Whoa whoa whoa. This is a blog about being self sufficient and saving money doing it yourself, and I’m telling you that making your own blanket, something I just completed today, is NOT cheaper than buying one?? Correct. It absolutely is not. This is the first thing that popped up in an Amazon search for “baby quilt”, and at $60, you may think that it would be more expensive than making one. Well, for one thing, it’s branded, and for another, it’s organic cotton, so those add to the price. And scrolling down, there were certainly many other cheaper options. And if you don’t care about it being a QUILT there’s infinite cheap options for blankets. So making one yourself will almost always cost more.
There’s a lot that goes into making your own quilt. Buying the fabric, for one. For the front pieces and the back. And the more complex and fancy you want the quilt to be, the more types of fabric you need. You need a sewing machine, unless you’re super hardcore and insane and are going to hand sew it. Then batting, which is not cheap. Thread. Time. Energy. Patience. Some sort of craft skill.
Now, I don’t think that the supplies themselves for this quilt did cost $60, (not factoring in the sewing machine) although I received most of the fabric as a gift. But the time and patience are important things to factor in. So why on earth would you ever make your own when buying is so cheap??
Hubbins asked me the other day why they sold pre-made pie crust and filling. “Why not just buy a pie?” he said. The answer I came up with was that you could still “make it yourself” even if using pre-made components. Or make the filling, and not the crust. And there are a plethora of DIY kits that contain everything you need to make just about any craft you can think of. These kits take the idea of something homemade (a pie, or a blanket, or a bookshelf even) and make it accessible to just about anyone, with skills or without. So clearly, the FEELING behind “home made” is important! People like to know they made something with their own hands, especially if that something is a gift.
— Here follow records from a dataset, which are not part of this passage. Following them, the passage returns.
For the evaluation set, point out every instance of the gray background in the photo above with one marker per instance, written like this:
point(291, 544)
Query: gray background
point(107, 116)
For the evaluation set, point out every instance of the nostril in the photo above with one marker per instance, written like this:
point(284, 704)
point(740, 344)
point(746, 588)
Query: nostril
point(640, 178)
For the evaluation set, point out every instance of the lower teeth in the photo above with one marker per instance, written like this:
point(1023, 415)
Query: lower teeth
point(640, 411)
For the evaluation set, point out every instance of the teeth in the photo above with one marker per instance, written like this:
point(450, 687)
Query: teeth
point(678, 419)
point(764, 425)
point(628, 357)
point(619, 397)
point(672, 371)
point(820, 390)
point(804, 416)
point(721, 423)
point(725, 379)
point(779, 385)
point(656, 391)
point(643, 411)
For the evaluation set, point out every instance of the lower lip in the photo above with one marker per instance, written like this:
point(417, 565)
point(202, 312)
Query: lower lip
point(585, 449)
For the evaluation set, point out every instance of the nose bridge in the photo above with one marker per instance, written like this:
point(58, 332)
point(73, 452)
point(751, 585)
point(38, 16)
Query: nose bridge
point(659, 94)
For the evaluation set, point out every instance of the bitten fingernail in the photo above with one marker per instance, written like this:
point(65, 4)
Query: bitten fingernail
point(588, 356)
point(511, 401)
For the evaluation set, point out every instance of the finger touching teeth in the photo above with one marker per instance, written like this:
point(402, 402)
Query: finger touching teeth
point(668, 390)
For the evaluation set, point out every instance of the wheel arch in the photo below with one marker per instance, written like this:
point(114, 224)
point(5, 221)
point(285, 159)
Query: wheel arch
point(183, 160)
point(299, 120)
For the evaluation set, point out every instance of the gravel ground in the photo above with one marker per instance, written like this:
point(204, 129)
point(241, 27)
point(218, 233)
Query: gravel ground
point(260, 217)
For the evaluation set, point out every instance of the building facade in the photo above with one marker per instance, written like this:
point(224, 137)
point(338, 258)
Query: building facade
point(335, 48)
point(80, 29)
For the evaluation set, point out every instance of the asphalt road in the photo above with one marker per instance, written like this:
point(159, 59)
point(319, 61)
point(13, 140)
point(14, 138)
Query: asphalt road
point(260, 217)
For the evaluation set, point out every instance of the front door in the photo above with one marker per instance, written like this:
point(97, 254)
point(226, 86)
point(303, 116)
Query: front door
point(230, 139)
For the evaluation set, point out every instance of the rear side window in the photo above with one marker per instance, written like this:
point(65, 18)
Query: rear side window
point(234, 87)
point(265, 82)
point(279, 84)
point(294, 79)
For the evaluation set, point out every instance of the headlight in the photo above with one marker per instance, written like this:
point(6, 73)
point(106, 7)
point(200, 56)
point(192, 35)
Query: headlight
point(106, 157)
I love to make things myself, knowing full well that knitting a hat costs way more that buying one at Walmart, but is far more rewarding, and often, better quality.
So, I made my baby a quilt, not to save money, but to know that I was making her something with my own two hands. I am no expert seamstress by any measure, and I foolishly decided to try something new. Pinwheels. How hard could they be?
Not terribly hard… except I just jumped in, sewing opposite colors together.. and discovered that half my pinwheels were not pinwheels but diamonds. Apparently it does in fact matter which ones you sew together. Fortunately, I discovered my error before I had done too many squares. Once I got all that figured out, it was pretty straightforward until today when I decided to do the quilting.
My machine is new, and I haven’t played with many of the settings. It took me a few minutes to understand how to attach the quilting foot, and then I did some practice quilting. And failed miserably. It took me many more than a few minutes to discover that I wasn’t dropping the foot down. Oops.
I did long-arm quilting for a living for a little while, and I was pretty good at it. Quilting on a small machine is waaaay different however. Instead of the quilt being stretched out in front of you and moving the needle with handles, you hold the fabric down and move it around the needle.. trying not to go to fast so you don’t get giant unruly stitches (I did this) or too slow or too choppy (yep these too) and you also have to control the needle speed with your foot and then try to plot out your next steps while doing all of these things and stabbing yourself with pins as well. Fun!
I think I’ll get better at it, this was just the first attempt. I did pull out the first bit I did as it was royally terrible, but I’m way to lazy to keep ripping stuff out, so it is what it is. If you don’t look too closely, it’s not bad. And probably don’t look at the back. It’s far from perfect, but my wee baby will likely not notice the flaws, just the love that went into making her something cozy. Take that, corporate America!